The power of rest?

Rest is undervalued in our society. We reward and sanction overwork and personal neglect. In fact, some would say that our modern way of life is at odds with the design of our bodies and brains.

Writing in The Twenty-Four-Hour Society, physiologist Martin Moore-Ede makes an alarming claim:

At the heart of the problem is a fundamental conflict between the demands of our man-made civilization and the very design of the human brain and body… Our bodies were designed to hunt by day, sleep at night and never travel more than a few dozen miles from sunrise to sunset. Now we work and play at all hours, whisk off by jets to the far side of the globe, make life-or-death decisions or place orders on foreign stock exchanges in the wee hours of the morning. The pace of technological innovation is outstripping the ability of the human race to understand the consequences. We are machine-oriented in our thinking — focused on the optimization of technology and equipment — rather than human-centered — focused on the optimization of human alertness and performance (37).
To borrow the title of a book I recently heard about from a friend, we are not gadgets. Writes Wayne Muller (again quoted in The Power of Full Engagement):
The busier we are, the more important we seem to ourselves and, we imagine, to others. To be unavailable to our friends and family, to be unable to find time for the sunset (or even to know the sun has set at all), to whiz through our obligations without time for a mindful breath, this has become the model of a successful life (39).
This perspective, that we aren’t gadgets, is central to the Judeo-Christian religious tradition. Consider the words of the 23rd Psalm: “He makes me lie down in green pastures; He leads me beside still waters. He restores my soul.” As humans we have limitations. These creaturely limitations are not something that we can attempt to overcome without pretty serious repercussions.  

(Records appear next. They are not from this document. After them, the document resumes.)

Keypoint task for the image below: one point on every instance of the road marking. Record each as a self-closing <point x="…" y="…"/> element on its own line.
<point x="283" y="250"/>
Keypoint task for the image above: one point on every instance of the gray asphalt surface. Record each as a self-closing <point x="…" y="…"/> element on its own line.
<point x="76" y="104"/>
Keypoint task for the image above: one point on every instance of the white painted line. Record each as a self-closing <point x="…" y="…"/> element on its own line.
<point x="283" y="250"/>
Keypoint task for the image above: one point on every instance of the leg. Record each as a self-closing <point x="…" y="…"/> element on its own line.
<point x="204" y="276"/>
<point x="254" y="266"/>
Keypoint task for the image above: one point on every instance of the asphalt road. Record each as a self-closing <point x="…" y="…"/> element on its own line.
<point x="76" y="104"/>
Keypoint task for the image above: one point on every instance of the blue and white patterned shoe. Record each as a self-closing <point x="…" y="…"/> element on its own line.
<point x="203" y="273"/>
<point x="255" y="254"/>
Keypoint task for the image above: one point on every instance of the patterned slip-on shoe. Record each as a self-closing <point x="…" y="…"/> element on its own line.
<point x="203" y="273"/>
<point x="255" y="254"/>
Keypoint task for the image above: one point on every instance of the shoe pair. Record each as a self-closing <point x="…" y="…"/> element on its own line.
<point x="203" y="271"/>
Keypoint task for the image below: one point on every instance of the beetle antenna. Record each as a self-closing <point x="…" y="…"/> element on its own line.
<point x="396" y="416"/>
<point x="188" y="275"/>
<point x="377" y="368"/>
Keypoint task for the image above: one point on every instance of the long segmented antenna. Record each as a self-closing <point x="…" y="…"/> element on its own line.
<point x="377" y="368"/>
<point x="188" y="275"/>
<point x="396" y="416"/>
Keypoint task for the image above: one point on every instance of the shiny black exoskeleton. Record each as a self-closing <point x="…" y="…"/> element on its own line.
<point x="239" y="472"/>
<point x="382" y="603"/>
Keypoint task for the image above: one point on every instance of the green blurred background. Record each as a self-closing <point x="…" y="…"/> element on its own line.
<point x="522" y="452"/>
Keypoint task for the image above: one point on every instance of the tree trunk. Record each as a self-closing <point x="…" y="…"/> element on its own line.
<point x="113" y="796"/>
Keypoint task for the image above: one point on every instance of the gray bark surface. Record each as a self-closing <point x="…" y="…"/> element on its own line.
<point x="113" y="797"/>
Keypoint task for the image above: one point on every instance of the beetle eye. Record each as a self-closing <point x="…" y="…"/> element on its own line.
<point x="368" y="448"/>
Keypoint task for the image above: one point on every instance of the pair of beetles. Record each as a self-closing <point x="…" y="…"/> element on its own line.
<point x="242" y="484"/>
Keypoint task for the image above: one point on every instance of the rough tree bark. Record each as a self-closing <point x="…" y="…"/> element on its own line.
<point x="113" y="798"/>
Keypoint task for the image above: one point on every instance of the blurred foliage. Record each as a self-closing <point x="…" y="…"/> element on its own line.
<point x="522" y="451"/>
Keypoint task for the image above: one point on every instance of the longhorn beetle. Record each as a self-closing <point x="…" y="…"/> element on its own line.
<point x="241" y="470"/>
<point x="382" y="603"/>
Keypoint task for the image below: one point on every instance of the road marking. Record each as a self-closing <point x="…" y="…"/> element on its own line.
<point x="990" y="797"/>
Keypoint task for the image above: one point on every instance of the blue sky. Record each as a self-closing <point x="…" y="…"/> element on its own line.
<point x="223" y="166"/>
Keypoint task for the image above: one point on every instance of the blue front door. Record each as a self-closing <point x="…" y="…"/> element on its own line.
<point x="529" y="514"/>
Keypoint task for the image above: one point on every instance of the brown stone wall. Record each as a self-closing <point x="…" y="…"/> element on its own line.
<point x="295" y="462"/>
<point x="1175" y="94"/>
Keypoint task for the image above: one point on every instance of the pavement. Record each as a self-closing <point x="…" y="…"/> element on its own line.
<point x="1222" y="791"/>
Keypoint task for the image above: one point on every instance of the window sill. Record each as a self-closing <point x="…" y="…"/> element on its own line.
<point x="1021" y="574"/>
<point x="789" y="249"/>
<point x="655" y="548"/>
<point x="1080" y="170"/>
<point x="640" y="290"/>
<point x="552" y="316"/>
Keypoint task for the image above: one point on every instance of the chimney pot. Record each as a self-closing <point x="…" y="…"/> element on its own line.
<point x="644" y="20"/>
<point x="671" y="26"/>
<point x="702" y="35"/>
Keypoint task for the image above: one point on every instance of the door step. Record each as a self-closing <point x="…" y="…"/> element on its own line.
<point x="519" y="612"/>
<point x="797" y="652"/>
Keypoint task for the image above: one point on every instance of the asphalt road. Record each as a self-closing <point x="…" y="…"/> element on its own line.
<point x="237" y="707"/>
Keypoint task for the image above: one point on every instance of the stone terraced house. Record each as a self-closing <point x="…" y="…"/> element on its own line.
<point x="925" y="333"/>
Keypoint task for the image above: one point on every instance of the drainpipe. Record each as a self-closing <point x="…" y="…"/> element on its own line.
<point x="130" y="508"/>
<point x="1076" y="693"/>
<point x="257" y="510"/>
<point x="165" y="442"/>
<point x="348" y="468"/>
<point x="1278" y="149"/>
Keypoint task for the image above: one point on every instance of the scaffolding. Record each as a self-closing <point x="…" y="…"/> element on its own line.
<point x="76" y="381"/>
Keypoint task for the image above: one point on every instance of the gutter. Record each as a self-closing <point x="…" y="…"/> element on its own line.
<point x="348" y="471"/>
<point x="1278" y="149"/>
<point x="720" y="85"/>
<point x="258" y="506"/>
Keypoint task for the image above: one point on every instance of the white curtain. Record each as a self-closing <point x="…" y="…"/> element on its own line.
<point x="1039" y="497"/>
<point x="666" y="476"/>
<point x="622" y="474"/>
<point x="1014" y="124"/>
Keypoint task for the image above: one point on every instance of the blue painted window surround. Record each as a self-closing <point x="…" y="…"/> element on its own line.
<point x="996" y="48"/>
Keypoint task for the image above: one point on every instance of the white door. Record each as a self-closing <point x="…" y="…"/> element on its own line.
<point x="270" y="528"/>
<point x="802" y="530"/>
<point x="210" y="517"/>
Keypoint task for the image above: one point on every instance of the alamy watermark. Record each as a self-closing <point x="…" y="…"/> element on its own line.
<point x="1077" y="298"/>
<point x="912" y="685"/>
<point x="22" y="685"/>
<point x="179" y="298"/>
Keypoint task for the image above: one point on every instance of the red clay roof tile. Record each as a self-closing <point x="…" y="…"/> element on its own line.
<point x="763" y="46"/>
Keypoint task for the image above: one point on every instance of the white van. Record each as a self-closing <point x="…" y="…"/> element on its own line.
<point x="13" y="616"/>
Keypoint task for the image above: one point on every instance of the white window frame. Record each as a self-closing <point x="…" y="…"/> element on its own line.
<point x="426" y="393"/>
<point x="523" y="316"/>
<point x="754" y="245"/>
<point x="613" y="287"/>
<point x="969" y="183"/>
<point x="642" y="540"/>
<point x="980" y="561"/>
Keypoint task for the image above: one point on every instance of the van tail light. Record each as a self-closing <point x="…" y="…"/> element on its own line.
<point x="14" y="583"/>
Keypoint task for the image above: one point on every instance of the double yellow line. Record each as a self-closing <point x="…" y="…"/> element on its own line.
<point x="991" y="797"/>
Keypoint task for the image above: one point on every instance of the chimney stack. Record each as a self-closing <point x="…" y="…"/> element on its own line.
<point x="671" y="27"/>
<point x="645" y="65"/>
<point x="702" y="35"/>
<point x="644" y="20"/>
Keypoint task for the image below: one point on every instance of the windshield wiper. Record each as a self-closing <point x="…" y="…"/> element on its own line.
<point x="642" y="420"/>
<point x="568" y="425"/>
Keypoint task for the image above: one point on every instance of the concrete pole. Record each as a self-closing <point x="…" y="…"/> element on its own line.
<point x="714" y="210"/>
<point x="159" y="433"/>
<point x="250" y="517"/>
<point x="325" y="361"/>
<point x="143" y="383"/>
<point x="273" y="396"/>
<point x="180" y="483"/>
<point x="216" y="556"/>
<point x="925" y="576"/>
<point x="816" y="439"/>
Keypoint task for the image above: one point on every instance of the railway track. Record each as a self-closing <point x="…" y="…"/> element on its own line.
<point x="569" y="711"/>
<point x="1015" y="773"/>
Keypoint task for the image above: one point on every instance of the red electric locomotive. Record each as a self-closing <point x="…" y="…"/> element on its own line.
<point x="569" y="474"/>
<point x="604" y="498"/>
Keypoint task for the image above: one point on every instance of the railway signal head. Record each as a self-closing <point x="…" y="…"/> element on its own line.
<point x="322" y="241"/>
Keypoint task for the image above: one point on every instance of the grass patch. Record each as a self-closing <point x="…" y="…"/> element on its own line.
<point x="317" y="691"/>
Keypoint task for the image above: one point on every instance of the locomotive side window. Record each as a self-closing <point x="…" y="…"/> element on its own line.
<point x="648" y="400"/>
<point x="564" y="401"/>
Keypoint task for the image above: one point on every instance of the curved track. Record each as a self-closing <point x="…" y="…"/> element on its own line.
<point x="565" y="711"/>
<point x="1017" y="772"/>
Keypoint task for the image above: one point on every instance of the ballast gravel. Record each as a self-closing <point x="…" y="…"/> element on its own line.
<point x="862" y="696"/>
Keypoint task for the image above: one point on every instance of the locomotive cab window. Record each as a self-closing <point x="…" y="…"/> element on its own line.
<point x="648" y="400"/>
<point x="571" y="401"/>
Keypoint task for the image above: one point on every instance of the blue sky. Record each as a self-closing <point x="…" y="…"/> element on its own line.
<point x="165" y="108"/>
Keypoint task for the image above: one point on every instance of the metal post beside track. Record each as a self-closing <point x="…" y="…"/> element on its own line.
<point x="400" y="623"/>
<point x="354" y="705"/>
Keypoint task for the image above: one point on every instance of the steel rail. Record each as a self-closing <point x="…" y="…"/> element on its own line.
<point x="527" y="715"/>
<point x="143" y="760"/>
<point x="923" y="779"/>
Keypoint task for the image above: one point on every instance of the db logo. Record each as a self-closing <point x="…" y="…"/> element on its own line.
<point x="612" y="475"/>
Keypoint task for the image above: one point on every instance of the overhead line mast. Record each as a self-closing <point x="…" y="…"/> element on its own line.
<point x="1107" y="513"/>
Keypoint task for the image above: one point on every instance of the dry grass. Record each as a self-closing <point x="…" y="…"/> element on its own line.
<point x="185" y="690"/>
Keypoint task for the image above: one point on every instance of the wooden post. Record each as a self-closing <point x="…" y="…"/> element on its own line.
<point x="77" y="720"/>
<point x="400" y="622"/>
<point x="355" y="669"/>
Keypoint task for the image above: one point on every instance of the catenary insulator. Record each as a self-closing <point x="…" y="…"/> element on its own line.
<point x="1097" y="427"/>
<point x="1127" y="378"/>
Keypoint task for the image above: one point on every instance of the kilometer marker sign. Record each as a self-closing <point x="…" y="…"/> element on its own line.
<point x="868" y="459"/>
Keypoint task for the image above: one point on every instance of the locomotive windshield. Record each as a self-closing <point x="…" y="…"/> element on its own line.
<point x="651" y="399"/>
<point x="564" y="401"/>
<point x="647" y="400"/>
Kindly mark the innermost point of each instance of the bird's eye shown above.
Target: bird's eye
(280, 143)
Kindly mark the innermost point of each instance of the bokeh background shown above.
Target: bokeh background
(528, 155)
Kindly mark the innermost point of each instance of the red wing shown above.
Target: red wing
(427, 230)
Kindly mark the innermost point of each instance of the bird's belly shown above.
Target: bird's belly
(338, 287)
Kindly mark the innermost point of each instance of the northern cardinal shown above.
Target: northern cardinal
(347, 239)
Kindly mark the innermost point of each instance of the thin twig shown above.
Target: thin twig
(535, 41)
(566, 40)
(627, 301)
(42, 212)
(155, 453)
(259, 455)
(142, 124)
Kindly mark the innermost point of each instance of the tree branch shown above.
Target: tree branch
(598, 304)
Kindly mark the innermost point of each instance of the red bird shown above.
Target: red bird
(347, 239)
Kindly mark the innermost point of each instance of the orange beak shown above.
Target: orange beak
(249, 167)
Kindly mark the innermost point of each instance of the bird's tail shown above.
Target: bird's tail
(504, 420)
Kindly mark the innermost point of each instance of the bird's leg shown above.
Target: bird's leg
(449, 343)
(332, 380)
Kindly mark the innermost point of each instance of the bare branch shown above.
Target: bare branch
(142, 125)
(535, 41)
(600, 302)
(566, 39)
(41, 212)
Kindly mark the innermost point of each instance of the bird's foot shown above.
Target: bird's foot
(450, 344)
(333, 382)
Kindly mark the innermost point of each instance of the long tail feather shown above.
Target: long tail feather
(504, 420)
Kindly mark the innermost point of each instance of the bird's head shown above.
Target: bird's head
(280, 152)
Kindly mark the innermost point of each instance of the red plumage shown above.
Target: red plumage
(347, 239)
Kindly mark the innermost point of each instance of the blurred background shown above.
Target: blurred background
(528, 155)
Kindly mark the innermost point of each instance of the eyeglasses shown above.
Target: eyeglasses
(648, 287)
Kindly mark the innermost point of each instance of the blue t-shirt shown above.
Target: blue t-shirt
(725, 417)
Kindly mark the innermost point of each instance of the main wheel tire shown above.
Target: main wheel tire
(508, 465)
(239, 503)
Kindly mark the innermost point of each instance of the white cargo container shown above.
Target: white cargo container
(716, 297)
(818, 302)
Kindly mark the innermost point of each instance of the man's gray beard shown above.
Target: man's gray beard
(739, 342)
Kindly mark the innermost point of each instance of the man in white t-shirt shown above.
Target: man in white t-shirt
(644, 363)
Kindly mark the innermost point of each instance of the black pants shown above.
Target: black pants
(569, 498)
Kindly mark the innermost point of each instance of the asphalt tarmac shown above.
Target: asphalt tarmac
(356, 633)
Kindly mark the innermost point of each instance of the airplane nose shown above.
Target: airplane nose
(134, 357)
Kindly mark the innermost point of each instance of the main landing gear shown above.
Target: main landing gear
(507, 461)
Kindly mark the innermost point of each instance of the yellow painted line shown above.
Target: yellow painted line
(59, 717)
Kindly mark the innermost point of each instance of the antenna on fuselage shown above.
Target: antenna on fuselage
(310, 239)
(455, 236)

One of those side effects is stress addiction, a very real risk for many people especially people in ministry. Stress causes our bodies to release stress hormones like adrenaline, noradrenaline, and cortisol. Over time the repeated experience of stress causes us to be unable to operate in any other way.
In fact, in Japan there is a phenomenon known as karoshi — death by overwork (41). The factors that lead to this being the cause of death include:
  • Extremely long hours that interfere with normal recovery and rest patterns
  • Night work that interferes with normal recovery and rest patterns
  • Working without holidays or breaks
  • High-pressure work without breaks
  • Extremely demanding physical labor and continuously stressful work

It’s interesting to note the only country in the world where workers work routinely work more hours than the Japanese is right here in the United States. 

In light of this, let me suggest five ways to reduce the amount of stress in your life:
  • At the end of your workday, turn off your computer and do not restart it until next morning.
  • Leave your iPhone in the car when you get home. If it’s not at hand, you won’t reach for it.
  • Create explicit boundaries with your co-workers about when you will and will not return their emails.
  • Find rituals that will allow you to unwind when you get home or before you go to bed (take a shower, read fiction, dim the lights)
  • Don’t drink caffeine after lunch – elect decaf coffee or caffeine free soda

It’s a crazy world out there…how do you manage your pace of life?